The video is 1.85:1 anamorphic for No, The Case Is Happily Resolved, Savage Three and Highway Racers. The video on Colt 38 Special Squad and Like Rabid Dogs is 2.35:1 anamorphic. All the transfers are rather top notch for films from the ’70s. You’ll get to see a lot of Italy before the criminals mess them up with bullets. The audio is DTS-HD MA mono in Italian. The levels are fine for the intense soundtrack music. There are English dub tracks for Highway Racer and Colt 38 Special Squad. All the movies are subtitled in English.
Poliziotteschi: Violence and Justice In the Years of Lead (20:17) is a visual essay by critic Will Webb about the genre. He speaks of the familiar themes and plot elements in the movies. He points out the familiar faces in front of the cameras and the filmmakers behind the camera. He speaks of the times that influenced the genre.
Rat Eat Rat (40:49) interviews Vittorio Salerno and actress Martine Brochard about Savage Three. Salerno takes about how nine directors and writers teamed up to form their own cooperative to make low budget films. Savage Three came out of this relationship.
The Savage One (40:56) sits down with Joe Dallesandro to talk about Savage Three. He talks about his first encounter with Andy Warhol and his “directing technique.” Paul Morrisey was doing the heavy work. This lead to Joe’s big break in underground filmmaking. He went to the set thinking Warhol somehow made soup and not merely painting them. This lead to him going to Europe and getting gigs in Italian cinema.
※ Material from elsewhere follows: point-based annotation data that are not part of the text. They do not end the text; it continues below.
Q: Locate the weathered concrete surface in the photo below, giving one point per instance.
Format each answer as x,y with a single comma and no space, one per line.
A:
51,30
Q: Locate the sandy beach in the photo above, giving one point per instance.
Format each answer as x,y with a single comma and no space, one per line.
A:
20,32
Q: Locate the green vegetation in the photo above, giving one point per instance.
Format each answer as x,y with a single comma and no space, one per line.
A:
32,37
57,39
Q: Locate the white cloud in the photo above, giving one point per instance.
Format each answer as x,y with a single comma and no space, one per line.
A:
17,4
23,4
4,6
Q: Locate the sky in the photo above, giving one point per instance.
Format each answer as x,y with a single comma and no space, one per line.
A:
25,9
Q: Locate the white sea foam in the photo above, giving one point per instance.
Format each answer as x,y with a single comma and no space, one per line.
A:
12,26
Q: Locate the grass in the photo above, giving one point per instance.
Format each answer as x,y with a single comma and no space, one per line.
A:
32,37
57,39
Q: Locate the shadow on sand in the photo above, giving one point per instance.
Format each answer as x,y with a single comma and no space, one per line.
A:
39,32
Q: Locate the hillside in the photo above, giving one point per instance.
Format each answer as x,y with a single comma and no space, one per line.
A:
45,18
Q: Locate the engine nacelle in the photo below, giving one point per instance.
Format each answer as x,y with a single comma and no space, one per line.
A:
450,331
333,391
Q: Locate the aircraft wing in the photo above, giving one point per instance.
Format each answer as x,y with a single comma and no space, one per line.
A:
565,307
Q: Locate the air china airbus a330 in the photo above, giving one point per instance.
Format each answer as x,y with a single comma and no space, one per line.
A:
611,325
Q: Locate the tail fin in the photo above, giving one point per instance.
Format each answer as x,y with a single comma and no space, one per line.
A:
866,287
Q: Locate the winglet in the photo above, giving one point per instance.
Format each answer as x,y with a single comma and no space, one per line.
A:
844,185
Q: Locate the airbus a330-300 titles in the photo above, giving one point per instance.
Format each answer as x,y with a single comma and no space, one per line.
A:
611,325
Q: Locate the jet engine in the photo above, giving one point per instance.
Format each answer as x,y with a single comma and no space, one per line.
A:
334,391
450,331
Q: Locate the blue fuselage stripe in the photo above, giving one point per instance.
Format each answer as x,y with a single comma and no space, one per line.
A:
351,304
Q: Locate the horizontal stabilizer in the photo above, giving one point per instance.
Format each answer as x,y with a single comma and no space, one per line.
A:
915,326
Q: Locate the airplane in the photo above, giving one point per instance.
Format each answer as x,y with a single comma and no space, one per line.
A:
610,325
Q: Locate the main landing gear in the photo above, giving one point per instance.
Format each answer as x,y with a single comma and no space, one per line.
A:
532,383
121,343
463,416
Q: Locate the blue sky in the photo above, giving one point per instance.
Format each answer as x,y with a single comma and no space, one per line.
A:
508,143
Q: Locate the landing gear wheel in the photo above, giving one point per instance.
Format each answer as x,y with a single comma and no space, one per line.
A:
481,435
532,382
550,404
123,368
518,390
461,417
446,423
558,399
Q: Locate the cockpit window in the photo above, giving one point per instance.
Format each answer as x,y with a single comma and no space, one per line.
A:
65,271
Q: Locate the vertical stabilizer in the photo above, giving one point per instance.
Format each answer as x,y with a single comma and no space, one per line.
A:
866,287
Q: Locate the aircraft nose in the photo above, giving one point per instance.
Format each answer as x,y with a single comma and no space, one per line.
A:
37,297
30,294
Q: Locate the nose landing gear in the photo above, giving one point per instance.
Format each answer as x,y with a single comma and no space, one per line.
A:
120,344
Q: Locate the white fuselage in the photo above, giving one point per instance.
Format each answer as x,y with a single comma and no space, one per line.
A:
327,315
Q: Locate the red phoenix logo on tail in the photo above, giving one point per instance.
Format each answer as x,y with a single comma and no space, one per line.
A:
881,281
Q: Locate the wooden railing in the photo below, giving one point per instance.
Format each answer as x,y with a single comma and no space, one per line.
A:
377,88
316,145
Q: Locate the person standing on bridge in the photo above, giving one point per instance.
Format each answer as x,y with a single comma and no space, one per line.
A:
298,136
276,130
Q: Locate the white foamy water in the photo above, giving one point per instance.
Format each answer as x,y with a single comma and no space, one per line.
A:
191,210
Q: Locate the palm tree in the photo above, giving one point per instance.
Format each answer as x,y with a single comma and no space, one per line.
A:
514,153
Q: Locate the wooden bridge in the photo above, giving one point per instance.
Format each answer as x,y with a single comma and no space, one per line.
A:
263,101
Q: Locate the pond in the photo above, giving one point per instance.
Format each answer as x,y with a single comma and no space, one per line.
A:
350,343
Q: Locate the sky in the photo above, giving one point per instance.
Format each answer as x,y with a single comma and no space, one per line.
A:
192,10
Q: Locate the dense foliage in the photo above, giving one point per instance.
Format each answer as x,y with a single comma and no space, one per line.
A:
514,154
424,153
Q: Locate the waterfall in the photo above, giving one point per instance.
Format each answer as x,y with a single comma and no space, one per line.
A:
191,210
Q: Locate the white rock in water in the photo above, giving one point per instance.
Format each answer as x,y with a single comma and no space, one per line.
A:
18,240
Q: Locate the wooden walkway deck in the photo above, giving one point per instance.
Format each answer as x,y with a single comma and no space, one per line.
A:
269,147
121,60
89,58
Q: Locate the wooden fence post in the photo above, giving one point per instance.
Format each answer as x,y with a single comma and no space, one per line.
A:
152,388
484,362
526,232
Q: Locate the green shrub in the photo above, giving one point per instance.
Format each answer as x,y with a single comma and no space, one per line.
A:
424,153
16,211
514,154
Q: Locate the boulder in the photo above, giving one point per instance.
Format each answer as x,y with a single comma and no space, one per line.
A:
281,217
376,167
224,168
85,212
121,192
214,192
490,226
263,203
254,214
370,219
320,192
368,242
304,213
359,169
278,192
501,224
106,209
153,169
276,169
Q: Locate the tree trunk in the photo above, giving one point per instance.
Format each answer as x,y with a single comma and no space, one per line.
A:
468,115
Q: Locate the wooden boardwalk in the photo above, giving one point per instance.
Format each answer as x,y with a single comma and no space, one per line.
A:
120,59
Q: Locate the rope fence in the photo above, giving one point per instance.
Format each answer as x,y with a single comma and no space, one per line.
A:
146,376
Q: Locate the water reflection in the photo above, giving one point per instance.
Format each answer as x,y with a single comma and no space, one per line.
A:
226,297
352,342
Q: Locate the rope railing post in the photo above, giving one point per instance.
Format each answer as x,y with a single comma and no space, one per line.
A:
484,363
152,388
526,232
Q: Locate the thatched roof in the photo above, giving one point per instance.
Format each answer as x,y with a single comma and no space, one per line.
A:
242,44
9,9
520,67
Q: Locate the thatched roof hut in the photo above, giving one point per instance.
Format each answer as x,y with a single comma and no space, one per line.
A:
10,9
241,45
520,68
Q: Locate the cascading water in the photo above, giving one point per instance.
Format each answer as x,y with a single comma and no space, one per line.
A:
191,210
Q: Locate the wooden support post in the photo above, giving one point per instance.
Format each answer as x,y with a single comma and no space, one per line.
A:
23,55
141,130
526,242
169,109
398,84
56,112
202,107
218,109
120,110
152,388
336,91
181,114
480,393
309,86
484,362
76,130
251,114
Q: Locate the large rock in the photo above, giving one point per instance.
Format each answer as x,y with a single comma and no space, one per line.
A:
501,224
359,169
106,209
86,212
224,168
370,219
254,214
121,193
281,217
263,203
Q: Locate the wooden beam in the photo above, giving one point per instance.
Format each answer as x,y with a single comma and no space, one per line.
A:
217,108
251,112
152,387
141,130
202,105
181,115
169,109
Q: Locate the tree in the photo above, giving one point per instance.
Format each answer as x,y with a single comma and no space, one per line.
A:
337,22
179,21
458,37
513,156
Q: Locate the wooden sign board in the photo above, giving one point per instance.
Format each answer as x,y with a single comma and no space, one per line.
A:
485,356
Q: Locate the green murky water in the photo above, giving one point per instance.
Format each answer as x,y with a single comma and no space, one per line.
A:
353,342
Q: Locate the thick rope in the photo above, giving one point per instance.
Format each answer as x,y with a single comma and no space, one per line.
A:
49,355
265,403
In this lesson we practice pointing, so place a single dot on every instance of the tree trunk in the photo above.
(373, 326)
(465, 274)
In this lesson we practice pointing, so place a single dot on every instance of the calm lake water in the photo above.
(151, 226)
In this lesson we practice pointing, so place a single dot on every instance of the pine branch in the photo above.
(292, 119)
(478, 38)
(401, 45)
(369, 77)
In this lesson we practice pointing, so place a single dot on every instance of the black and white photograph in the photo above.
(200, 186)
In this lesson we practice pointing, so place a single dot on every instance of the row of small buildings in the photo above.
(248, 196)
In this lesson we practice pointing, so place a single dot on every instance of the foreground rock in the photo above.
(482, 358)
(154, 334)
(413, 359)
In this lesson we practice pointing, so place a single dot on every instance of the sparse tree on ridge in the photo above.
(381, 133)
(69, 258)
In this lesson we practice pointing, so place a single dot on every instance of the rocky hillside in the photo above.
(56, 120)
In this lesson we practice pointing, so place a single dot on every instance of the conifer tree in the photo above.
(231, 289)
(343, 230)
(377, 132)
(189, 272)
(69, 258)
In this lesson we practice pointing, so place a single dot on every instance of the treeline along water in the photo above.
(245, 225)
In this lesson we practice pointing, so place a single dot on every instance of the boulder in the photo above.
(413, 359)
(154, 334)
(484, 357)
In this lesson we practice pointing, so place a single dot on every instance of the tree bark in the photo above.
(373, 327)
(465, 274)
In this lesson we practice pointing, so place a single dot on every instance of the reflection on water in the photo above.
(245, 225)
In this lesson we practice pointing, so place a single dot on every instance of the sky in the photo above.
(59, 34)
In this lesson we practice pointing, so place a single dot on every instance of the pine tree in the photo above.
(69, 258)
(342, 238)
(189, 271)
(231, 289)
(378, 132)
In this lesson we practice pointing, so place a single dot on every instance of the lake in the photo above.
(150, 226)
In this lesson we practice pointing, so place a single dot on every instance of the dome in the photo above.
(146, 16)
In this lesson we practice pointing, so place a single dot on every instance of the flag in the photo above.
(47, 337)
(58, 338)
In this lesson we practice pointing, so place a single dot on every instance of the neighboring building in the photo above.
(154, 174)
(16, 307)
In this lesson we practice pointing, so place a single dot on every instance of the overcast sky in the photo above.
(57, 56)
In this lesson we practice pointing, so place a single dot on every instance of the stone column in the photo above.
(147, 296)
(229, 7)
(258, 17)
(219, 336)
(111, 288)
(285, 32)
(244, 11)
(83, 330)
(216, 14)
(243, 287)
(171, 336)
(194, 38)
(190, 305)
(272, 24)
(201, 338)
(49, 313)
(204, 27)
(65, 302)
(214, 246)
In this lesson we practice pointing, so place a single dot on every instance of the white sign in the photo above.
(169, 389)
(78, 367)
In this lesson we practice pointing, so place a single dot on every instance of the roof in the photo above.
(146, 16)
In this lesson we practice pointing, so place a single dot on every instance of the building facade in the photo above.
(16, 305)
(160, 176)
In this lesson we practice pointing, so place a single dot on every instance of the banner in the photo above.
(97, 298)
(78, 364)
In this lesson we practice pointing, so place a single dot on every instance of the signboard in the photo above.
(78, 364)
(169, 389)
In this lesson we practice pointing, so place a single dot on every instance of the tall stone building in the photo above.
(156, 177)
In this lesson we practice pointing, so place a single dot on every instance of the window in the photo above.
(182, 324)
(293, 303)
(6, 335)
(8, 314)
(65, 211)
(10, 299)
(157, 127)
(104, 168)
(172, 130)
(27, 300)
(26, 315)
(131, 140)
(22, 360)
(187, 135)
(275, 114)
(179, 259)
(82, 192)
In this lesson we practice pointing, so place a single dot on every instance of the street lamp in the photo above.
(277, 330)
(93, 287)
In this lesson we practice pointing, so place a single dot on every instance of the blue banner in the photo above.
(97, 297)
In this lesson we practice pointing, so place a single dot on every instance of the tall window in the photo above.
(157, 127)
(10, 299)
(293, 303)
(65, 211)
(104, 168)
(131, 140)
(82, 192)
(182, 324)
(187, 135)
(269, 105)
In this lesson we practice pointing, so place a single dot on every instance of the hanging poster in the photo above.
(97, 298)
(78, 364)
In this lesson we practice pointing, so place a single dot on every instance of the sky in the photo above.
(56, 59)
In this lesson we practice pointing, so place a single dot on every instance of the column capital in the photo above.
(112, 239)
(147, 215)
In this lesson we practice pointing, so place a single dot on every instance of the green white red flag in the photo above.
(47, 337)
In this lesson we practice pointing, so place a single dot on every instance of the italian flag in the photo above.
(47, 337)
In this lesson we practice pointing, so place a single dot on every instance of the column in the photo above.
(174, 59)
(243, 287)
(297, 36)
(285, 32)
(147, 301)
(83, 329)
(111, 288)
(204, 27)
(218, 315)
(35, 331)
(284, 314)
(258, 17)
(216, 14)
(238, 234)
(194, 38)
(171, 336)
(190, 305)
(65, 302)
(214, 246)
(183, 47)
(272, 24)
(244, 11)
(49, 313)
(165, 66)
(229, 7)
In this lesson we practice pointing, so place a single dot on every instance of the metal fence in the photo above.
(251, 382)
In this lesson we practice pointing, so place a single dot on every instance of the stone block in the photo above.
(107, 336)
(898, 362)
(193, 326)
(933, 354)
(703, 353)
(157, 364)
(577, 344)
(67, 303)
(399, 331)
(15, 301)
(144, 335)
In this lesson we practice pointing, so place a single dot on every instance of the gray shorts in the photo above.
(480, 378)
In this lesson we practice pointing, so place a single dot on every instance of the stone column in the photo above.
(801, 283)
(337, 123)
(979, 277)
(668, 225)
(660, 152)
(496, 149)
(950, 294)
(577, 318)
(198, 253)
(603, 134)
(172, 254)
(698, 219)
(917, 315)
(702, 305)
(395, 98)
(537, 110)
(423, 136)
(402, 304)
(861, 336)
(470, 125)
When A Murderer Dies (51:57) meets with cinematographer Romano Albani and historian Fabio Melelli on Like Rabid Dogs. There’s a talk about how this film wasn’t give a great video release until recently in Europe. Albani got into cinematography because his father was an electrician at a film studio. His visits to the set let him see the cinematographer was like a God. He landed his first gig in commercials when the janitor came up with a scheme to oversell his role at the studio.
It’s Not a Time For Tears (32:55) meets with assistant director Claudio Bernabei on Like Rabid Dogs. He got his first movie job working for director Mario Imperoli. He describes how great Imperoli was with everyone. He talks about how the film was influenced by a real murder case and Stanley Kubrick’s A Clockwork Orange.
Like Rabid Dogs music sampler (6:01) are two tracks from the original soundtrack.
Introduction by composer Stelvio Cipriani (0:45) on Colt 38 Special Squad. Ciprinani plays his musical piece on the piano to get you in the mood.
Always the Same Ol’ 7 Notes (25:48) has the composer Stelvio Cipriani talk about his career and work on Colt 38 Special Squad. He is by this piano to demonstrate his score elements.
A Tough Guy (9:31) interviews editor Antonio Siciliano about splicing up the action on Colt 38 Special Squad. He got his start with Massimo Dallamano on What Have You Done to Solange! He got a major break working with Dallamano. He talks about the director’s ability to fill a shot. Of course it helps that Dallamano was the director of photography of A Fist Full of Dollars and For A Few Dollars More.
Faster Than A Bullet ( 19:42) interviews historian Roberto Curti on Highway Racer. He relates the action back to the time when the Red Brigade was getting more violent. He point out how this film was one of the few of the genre not given an R rating.
Mother Justice (40:36) interviews director Vittorio Salerno on No, the Case is Happily Resolved. Speaks of coming out of the Spaghetti Western times and wanting to create modern crime films. Salerno speaks in Italian so the piece includes English subtitles.
No, the Case is Happily Resolved alternate ending (4:02) is the version the distributor ruled as too dark so they had them shoot a happier finale. I wish they’d been able to just give us the option to watch the film with this as the ending.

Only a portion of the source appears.